Sugar: the devil du jour
Brian St. Pierre knew things had gone too far when a client emailed him three times in one day asking for advice on his salsa purchase. The client feared the sugar content would derail his health goals. “Dude, it’s salsa,” thought St. Pierre, a registered dietitian in Scarborough, Maine, and director of performance nutrition at Precision Nutrition. “[Buy] whatever kind you like.” Others are suffering from sugar phobia, too. “Back in the ’80s, it was anti-fat, and now it’s anti-sugar,” says Joy Dubost, a registered dietitian and food scientist in the District of Columbia. And while sugar isn’t a health food, it can have a place in a healthy diet. Here’s when and why:
1. It’s in its natural form.
Panicking about naturally occurring sugars in fruits, vegetables and dairy is missing the point for most people. After all, sugar’s contribution to conditions like obesity, heart disease and diabetes has more to do with its abundance in diets filled with highly processed foods. Plus, many factors, including smoking and a lack of physical activity, contribute to chronic disease risk. “Things aren’t black or white,” St. Pierre says. If you are trying to rein in your sugar intake, swap in more natural forms — say, whole fruits instead of juice, suggests Dr. Michael Clearfield, dean of Touro University California College of Osteopathic Medicine. “Try to eat foods as you would have 100 years ago,” he says.
2. It’s a minor part of your diet.
Eating a doughnut for breakfast, a candy bar for a snack and a soda for a pick-me-up is one (not so healthy) thing. Eating overnight oats with brown sugar for breakfast, dried fruit for a snack and tea with honey for a pick-me-up is another (perfectly reasonable) thing. “The recommendations [say] you should have no more than 10 percent of total calories coming from added sugar,” Dubost says. The average American consumes 13 percent. If that’s you, focus on limiting sugar-sweetened beverages and baked goods like cookies and cakes. Then, step up your label-reading game. To your body, “natural” sweeteners like agave are no different from artificial sources like high-fructose corn syrup, Dubost says.
3. It makes healthy food palatable.
Would oatmeal topped with any other seasoning taste as sweet? Would salad without honey mustard make the menu? Does a spoonful of sugar really help the medicine go down? Just like when people obsess about eliminating carbohydrates, “if a few croutons helps someone eat their vegetables, I’m OK with that tradeoff,” says St. Pierre, also a strength and conditioning coach. After all, sugar is in our food supply for a reason, Dubost says. “We all inherently love the sweet taste of sugar; however, sugar plays roles in other ways,” she says. “It can enhance other flavors, it plays a role in color development of products … and it also helps to stabilize food.”
4. You need quick fuel.
There’s a reason hunter-gatherers aren’t just called hunters: They needed quick, accessible sources of fuel (think berries) to keep them running until they killed their dinner. Same goes for modern-day folks who engage in any type of physical activity — be it a marathon or a long family bike ride — for more than a few hours. “You want things that are more easily digestible that provide ready-to-use energy,” St. Pierre says. Read: not carrots or a chicken breast. Even some fruits can be too fibrous to digest comfortably while in motion. Plus, there’s the practicality factor. “You’re not going to bring oatmeal with you on a hike that’s six hours,” St. Pierre says.

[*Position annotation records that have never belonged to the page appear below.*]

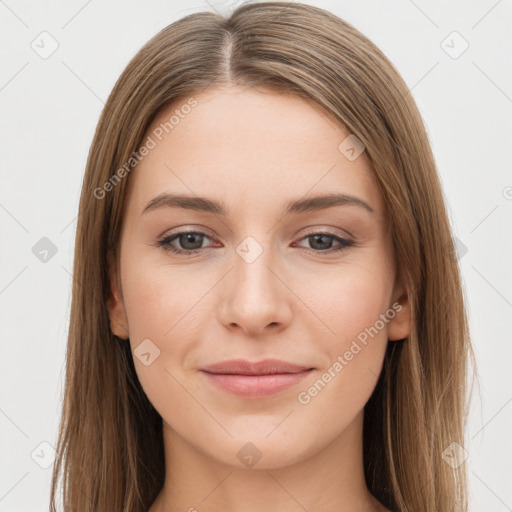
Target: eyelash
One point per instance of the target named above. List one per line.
(165, 243)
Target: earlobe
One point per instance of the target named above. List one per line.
(115, 305)
(399, 327)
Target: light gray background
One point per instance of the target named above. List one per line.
(49, 110)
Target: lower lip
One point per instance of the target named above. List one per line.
(255, 386)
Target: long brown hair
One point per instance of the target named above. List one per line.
(110, 447)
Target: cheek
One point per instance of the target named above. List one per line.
(162, 301)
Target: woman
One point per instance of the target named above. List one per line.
(267, 308)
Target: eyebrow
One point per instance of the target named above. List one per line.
(204, 204)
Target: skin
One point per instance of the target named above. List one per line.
(255, 151)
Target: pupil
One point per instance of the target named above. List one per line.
(318, 238)
(189, 237)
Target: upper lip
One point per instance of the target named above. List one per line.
(265, 367)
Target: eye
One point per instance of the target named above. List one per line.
(323, 242)
(191, 241)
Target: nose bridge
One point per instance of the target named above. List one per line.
(255, 297)
(251, 273)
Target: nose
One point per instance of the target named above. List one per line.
(255, 298)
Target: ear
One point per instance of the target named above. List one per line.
(399, 327)
(115, 304)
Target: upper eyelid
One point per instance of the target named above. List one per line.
(313, 231)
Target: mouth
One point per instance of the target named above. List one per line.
(255, 380)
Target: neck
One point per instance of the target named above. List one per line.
(331, 480)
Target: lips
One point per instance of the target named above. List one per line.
(266, 367)
(255, 380)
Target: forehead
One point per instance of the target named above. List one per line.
(246, 146)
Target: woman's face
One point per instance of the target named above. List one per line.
(313, 286)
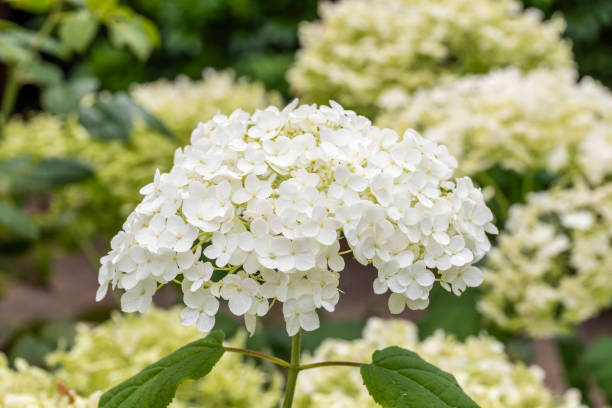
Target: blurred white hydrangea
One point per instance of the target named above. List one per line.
(540, 120)
(479, 364)
(552, 267)
(31, 387)
(183, 102)
(270, 199)
(101, 204)
(116, 350)
(363, 50)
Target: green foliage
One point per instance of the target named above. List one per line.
(156, 385)
(399, 378)
(257, 38)
(65, 97)
(112, 118)
(456, 315)
(589, 26)
(107, 119)
(24, 175)
(598, 362)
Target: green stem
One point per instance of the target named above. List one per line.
(252, 353)
(330, 363)
(294, 369)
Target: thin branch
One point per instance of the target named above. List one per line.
(257, 354)
(331, 363)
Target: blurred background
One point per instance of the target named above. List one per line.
(97, 94)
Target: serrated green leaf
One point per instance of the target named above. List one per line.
(107, 119)
(65, 97)
(138, 111)
(155, 386)
(41, 73)
(598, 362)
(16, 220)
(78, 29)
(399, 378)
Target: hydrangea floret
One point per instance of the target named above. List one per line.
(551, 268)
(260, 208)
(497, 120)
(479, 364)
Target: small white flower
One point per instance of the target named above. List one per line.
(300, 313)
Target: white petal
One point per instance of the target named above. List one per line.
(240, 304)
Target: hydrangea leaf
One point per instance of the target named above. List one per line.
(155, 386)
(399, 378)
(598, 361)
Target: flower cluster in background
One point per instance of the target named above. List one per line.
(268, 199)
(100, 205)
(114, 351)
(551, 268)
(526, 122)
(479, 364)
(32, 387)
(358, 53)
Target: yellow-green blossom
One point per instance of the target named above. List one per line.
(361, 50)
(551, 268)
(526, 122)
(119, 348)
(479, 364)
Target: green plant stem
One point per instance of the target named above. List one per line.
(257, 354)
(12, 84)
(294, 370)
(330, 363)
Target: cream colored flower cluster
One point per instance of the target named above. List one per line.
(32, 387)
(267, 198)
(363, 49)
(114, 351)
(479, 364)
(183, 103)
(552, 267)
(122, 168)
(540, 120)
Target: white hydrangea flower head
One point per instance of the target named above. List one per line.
(497, 119)
(551, 268)
(270, 202)
(479, 364)
(363, 52)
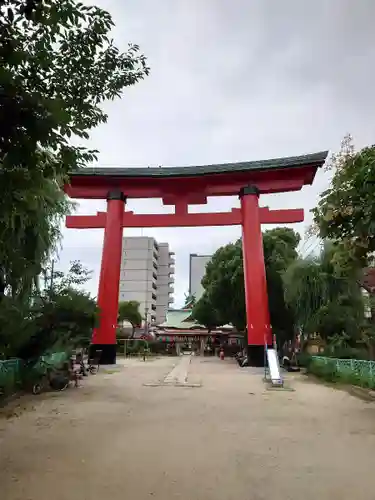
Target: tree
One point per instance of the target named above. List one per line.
(129, 311)
(190, 301)
(324, 299)
(60, 317)
(58, 65)
(224, 281)
(205, 314)
(346, 210)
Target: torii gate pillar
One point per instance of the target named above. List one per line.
(257, 310)
(104, 337)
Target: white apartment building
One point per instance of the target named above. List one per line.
(147, 276)
(197, 269)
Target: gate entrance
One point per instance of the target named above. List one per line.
(181, 187)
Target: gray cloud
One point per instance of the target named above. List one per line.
(233, 81)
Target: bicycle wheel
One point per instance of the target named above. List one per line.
(92, 369)
(37, 387)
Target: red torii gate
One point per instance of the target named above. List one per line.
(181, 187)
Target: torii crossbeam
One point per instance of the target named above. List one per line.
(232, 218)
(181, 187)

5. It’s not your default response to negative emotions.
So you had a bad day and want a chocolate chip cookie. That’s human nature. “No one is reaching for a boiled potato when they feel that way,” St. Pierre says. Occasionally answering that call doesn’t have to be a big deal — if you can say, “I’m making an informed choice, I’m eating this to help me feel better, I’m going to eat it slowly and stop when I’m satisfied,” St. Pierre says. If one cookie inevitably leads to 10 or if food is your only coping mechanism, however, consider working with a professional to develop other skills. “Eating the cupcake every day isn’t the answer,” St. Pierre says. “Dose matters and consistency matters.”

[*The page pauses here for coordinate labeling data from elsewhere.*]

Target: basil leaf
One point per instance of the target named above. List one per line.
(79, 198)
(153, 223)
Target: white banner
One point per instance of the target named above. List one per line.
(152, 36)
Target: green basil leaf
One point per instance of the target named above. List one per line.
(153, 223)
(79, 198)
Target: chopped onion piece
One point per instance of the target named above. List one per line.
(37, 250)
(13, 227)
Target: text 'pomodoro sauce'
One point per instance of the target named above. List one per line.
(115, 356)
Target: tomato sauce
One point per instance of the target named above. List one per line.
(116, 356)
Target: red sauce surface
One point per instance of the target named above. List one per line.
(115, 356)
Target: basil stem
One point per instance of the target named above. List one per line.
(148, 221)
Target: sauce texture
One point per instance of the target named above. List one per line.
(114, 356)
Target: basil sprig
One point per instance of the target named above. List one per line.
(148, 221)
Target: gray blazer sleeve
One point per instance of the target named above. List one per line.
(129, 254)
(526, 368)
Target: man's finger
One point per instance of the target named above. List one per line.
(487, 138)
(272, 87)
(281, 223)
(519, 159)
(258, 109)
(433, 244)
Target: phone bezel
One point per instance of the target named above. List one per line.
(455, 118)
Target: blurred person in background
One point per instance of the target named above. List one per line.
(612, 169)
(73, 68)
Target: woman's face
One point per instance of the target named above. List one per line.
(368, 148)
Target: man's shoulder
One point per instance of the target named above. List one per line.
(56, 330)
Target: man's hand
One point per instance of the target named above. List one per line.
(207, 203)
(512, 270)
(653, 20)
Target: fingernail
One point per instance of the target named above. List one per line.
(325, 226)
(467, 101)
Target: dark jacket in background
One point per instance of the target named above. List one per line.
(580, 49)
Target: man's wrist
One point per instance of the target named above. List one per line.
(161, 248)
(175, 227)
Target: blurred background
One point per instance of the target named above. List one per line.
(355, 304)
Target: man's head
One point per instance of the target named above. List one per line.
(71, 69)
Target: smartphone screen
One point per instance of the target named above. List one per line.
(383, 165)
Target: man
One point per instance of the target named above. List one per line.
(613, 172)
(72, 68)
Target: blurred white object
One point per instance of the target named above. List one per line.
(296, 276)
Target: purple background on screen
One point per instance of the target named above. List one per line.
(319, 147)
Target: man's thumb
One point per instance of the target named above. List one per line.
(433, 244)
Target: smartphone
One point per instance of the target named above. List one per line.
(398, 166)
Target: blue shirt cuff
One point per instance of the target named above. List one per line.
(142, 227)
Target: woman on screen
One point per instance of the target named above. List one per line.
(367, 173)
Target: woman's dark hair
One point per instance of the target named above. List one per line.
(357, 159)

6. It’s part of a meaningful social experience.
Whether it’s getting in line for a slice of grandma’s famous pie at Thanksgiving, licking an ice cream cone with your kid at the beach or getting to know coworkers over syrupy barbecue ribs at a company cookout, sometimes, the health benefits of strong relationships and positive life experiences outweigh the health consequences of added sugar. “Keep your life picture in mind; nutrition is not the be-all, end-all — it’s to help you live a meaningful, joyful life,” St. Pierre says. “There’s a big social component to eating a meal with somebody. You’re going to have less-than-ideal things in those scenarios. Be aware of that; be OK with that.”